This year, ICOs have been making headlines, and it’s no wonder they are catching regulators’ attention. So far, ICOs have raised close to $2 billion. Although this figure has not reached that raised through IPOs, considering worldwide IPOs, it is still an impressive figure. Financial regulators have to regulate ICOs to prevent any unlawful activities, and laws have to be passed to enable this.
So far, most of the ICOs this year have been in the US, but other regulators also have to consider a similar situation. In Germany, though, there are no specific laws to regulate ICOs, but there are still some regulations surrounding it.
How do the Germans regulate ICOs?
In Germany, just as in other EU nations, there are no particular laws regarding ICOs. However, the European Securities and Markets Authority (ESMA) stated that blockchain technology should not exempt users from regulations. Instead, ICOs are covered under broad definitions based on their function.
According to German civil law, there are 3 categories under which the law applies. These are rights, things and objects/assets. Cryptocurrencies cannot just be data stored on a computer. When you own a cryptocurrency, you receive a private key that corresponds to a public key. That makes cryptocurrencies more of objects/assets rather than anything else, a unit of account or financial instrument.
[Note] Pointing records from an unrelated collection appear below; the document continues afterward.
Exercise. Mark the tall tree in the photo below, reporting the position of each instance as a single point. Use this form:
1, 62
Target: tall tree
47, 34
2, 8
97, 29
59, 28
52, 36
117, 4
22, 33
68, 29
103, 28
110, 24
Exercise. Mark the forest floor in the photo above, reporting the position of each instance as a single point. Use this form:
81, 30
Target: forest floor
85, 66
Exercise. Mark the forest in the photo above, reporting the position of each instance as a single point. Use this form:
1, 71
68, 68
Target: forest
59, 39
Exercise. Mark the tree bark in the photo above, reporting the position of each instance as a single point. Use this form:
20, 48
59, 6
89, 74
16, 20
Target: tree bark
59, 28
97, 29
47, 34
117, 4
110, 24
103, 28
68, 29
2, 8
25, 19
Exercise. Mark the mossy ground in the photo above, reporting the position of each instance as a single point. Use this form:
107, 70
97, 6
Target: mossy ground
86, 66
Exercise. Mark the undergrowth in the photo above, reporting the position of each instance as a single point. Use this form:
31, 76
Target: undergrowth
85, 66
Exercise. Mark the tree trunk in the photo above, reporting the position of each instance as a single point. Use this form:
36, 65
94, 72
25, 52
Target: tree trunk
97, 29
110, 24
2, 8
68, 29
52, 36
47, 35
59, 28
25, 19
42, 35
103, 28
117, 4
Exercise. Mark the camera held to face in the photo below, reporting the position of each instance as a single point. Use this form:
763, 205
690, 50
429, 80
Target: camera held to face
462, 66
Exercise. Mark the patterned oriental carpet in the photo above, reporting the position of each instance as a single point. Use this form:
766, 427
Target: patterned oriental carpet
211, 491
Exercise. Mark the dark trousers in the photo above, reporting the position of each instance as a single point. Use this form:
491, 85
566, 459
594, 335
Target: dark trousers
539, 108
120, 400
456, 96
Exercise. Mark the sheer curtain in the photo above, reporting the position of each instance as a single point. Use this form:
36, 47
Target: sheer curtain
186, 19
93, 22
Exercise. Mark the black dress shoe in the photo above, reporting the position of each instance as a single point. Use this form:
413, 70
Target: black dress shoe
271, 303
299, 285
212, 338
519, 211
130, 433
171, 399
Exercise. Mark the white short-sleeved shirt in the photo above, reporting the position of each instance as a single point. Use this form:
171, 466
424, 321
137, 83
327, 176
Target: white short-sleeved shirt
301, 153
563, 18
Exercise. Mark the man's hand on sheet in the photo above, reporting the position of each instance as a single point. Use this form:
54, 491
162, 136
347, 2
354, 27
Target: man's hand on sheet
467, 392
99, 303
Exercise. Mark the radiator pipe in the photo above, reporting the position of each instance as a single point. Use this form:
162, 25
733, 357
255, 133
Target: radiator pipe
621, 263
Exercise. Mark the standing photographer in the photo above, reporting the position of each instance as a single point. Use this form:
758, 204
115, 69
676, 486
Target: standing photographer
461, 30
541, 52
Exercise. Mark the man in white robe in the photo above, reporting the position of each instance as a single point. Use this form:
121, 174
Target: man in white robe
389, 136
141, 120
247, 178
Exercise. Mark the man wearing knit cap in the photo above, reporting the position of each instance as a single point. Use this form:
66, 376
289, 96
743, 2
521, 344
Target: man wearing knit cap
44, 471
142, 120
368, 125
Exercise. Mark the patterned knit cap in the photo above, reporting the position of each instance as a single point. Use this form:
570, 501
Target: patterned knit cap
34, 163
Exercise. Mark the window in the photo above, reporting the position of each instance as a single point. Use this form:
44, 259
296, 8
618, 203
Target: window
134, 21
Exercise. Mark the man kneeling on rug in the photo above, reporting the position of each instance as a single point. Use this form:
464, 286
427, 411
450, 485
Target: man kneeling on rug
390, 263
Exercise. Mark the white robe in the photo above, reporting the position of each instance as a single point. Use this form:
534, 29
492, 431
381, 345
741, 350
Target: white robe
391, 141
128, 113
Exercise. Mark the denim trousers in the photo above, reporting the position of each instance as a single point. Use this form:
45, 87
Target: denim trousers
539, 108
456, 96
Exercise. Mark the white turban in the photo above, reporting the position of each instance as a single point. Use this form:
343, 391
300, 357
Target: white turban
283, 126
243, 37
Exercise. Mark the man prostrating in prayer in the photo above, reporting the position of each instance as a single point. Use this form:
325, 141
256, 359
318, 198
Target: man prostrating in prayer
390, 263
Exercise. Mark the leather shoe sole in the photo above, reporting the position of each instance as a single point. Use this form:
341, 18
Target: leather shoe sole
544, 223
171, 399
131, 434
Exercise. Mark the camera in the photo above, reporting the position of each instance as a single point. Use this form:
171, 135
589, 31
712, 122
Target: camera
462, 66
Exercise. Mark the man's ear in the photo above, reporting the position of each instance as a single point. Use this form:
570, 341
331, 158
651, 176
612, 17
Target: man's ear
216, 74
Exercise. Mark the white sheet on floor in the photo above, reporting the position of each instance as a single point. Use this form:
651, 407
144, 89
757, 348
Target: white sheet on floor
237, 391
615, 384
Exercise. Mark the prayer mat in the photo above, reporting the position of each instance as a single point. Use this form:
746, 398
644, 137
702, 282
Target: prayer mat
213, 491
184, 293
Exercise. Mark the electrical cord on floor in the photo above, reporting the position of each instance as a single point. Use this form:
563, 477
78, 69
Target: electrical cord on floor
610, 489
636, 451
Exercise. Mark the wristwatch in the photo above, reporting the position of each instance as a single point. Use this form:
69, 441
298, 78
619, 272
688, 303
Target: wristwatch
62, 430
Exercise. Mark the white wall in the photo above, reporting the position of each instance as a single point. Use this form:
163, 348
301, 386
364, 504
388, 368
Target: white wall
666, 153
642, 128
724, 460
Therefore, the German Federal Financial Supervisory Authority (BaFIN) is the one to regulate ICOs. BaFIN then compares units of account to IMF’s special drawing rights, which are not actual currencies but represent the claim to a currency. As they don’t have a document of evidence, they can’t be governed by securities laws.
However, the laws that regulate ICOs will depend on the type of the coins, and there are two forms. The first are bare-bone coins that are simply coins in their own value without any rights attached to them. In this case, tax laws are very important. The second kind have some rights attached to them.
ICOs will usually offer the second type of coin, like tokens of a company. In this case, the Investment Act, Payment Services Supervision Act and the Banking Act become more important. Consumer Protection laws will also apply by default because a person has to pay for them. That is also why you are advised to have documentation available just for liability purposes, and the document should show the risks involved.
Furthermore, BaFIN recognizes that cryptocurrencies do not have an issuer. Typical currencies have central banks as their issuer, but cryptocurrencies are peer-to-peer assets. As a result, trading of cryptocurrencies is more of an investment service, and it should only be done by an authorized operator. To this effect, a domestic license is required by a company offering ICOs.
How other countries regulate ICOs
The most significant law to regulate ICOs came recently through a ruling by the SEC. The SEC’s ruling in July found that the virtual coins offered through ICOs are actually securities. Other countries have also classified tokens issued through ICOs as securities, but there is still no particular law to regulate ICOs.